Spätestens der Ausbruch des Ersten Weltkriegs im August 1914 setzte allen Bemühungen, dem Mangel an Dienstboten gegenzusteuern, ein abruptes Ende. Die jungen Männer wurden an die Front gerufen. Die Lücken, die sie auf ihrem eigenen oder dem elterlichen Hof hinterließen, mussten die weiblichen Familienmitglieder füllen, unterstützt allenfalls – wie später auch wieder im Zweiten Weltkrieg – durch Kriegsgefangene, die verwaisten Bauernhöfen zugewiesen wurden. Sich um Knechte oder Mägde von anderen Höfen zu bemühen, wurde daher völlig aussichtslos.

Mit der rasch voranschreitenden Technisierung in der Landwirtschaft bald nach dem Zweiten Weltkrieg waren die Bauernfamilien in Güntersleben nur noch in den seltensten Fällen auf ständige Hilfskräfte angewiesen. Wo es saisonal doch immer einmal größeren Arbeitsanfall gab, boten sich dafür weibliche Arbeitskräfte aus dem Dorf an, die zu dieser Zeit üblicherweise neben ihren familiären Verpflichtungen kaum noch einer regulären Berufstätigkeit nachgingen und daher gerne gelegentlich bei einem Bauern etwas dazuverdienten.

Das neuere Phänomen der saisonalen Arbeitskräfte, die nicht mehr aus der näheren Umgebung, sondern aus Billiglohnländern im Osten kommen, kennt man in Güntersleben nicht. Große Betriebe mit Sonderkulturen wie Gurken oder Spargel, die trotz aller maschinellen Ausstattung nach wie vor auf eine große Zahl von Erntehelfern angewiesen sind, gibt es hier nicht.

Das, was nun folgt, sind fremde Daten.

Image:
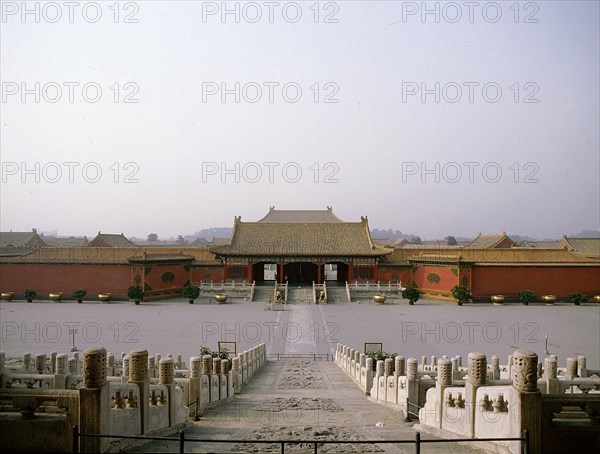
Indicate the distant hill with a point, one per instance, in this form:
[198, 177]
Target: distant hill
[391, 234]
[586, 234]
[209, 234]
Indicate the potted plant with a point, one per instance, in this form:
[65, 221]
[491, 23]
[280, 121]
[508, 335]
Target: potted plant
[497, 299]
[191, 292]
[220, 298]
[135, 293]
[104, 297]
[56, 296]
[577, 298]
[78, 294]
[525, 297]
[461, 294]
[29, 294]
[549, 299]
[411, 294]
[379, 299]
[7, 296]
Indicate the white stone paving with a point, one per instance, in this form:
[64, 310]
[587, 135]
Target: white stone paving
[427, 328]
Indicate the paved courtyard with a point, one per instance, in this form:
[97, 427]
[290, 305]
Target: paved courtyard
[427, 328]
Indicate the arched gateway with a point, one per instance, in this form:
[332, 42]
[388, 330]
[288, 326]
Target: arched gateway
[299, 243]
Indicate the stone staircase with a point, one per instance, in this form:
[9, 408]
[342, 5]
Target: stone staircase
[336, 295]
[301, 295]
[263, 293]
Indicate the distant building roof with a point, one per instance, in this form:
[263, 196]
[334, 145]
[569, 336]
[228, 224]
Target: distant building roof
[200, 242]
[542, 244]
[19, 243]
[383, 242]
[20, 239]
[110, 240]
[300, 216]
[589, 247]
[301, 239]
[114, 255]
[59, 241]
[501, 241]
[505, 257]
[221, 240]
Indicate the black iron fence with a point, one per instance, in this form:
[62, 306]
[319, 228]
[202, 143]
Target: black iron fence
[313, 356]
[417, 441]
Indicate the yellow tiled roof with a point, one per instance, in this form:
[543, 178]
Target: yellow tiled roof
[300, 216]
[104, 255]
[512, 256]
[301, 239]
[489, 241]
[589, 247]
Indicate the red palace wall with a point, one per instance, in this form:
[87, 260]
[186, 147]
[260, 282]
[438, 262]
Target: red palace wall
[447, 278]
[65, 278]
[154, 277]
[207, 274]
[559, 281]
[387, 275]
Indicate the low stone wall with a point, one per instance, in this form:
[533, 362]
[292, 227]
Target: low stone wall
[142, 395]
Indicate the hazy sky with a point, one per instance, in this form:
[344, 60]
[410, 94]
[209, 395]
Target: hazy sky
[336, 105]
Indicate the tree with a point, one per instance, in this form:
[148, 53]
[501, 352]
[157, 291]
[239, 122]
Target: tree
[451, 240]
[135, 293]
[411, 294]
[461, 294]
[191, 292]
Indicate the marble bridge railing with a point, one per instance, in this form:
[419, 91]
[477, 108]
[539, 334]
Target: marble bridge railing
[479, 400]
[139, 395]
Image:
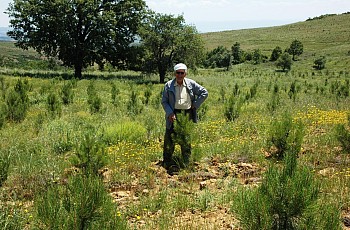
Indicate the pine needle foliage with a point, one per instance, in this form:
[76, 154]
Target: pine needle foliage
[82, 203]
[285, 136]
[286, 199]
[90, 155]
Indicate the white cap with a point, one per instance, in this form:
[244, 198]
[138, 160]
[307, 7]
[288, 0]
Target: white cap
[180, 66]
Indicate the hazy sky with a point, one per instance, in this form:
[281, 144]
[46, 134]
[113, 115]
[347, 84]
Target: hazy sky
[218, 15]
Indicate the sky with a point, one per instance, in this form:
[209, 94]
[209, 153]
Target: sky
[220, 15]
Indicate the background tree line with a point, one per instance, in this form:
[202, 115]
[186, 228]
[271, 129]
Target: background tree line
[222, 57]
[123, 33]
[126, 35]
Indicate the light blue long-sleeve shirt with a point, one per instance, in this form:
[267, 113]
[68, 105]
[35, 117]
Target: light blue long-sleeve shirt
[198, 95]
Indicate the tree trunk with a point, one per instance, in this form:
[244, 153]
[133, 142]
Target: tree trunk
[77, 71]
[162, 73]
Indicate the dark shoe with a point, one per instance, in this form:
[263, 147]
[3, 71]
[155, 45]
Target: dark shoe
[173, 170]
[166, 164]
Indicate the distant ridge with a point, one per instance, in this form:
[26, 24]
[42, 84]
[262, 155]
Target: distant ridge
[3, 35]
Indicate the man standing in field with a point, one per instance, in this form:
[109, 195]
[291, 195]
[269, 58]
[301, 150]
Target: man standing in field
[180, 95]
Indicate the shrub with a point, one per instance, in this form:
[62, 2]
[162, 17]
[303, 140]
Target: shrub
[3, 114]
[83, 203]
[128, 131]
[17, 102]
[183, 127]
[343, 136]
[3, 87]
[320, 63]
[134, 106]
[53, 105]
[292, 91]
[284, 62]
[4, 167]
[233, 108]
[274, 102]
[90, 155]
[285, 200]
[94, 100]
[67, 93]
[285, 137]
[114, 93]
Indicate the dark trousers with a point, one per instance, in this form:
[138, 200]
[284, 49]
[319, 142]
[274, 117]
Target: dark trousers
[169, 144]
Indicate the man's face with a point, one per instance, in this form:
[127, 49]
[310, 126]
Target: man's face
[180, 74]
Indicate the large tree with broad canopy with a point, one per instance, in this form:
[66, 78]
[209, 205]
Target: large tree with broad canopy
[77, 32]
[168, 40]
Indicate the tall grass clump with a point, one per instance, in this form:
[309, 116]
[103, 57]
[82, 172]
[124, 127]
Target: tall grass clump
[82, 203]
[342, 133]
[183, 128]
[114, 93]
[285, 136]
[3, 114]
[17, 101]
[275, 100]
[233, 108]
[3, 87]
[292, 91]
[67, 93]
[134, 106]
[286, 199]
[90, 155]
[53, 104]
[4, 167]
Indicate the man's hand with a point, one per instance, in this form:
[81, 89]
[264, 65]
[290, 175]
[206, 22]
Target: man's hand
[172, 117]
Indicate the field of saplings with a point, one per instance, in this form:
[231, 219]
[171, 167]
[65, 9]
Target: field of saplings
[270, 151]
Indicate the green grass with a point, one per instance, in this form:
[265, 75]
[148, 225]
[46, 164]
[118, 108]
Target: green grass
[229, 155]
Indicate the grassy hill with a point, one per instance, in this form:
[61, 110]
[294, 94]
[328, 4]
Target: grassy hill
[89, 151]
[327, 35]
[316, 34]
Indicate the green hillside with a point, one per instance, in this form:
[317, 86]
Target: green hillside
[317, 34]
[327, 35]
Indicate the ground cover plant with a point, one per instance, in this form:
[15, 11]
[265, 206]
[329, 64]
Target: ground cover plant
[262, 134]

Die Zeit der Dienstboten, Knechte und Mägde ist vorbei

Seit die letzten Knechte und Mägde – die es in Einzelfällen in Güntersleben bis in die Mitte des 20. Jahrhunderts noch gab – die Höfe verlassen haben, sind auch die Begriffe Dienstboten und Knechte in ihrer ursprünglichen Bedeutung hierzulande aus dem Sprachgebrauch verschwunden. Wenn es allerdings ums Babysitten geht, dann geht manchen Ortsbewohnern, die noch der heimischen Mundart mächtig sind, das „Kindsmahd machen“ nach wie vor leichter von der Zunge.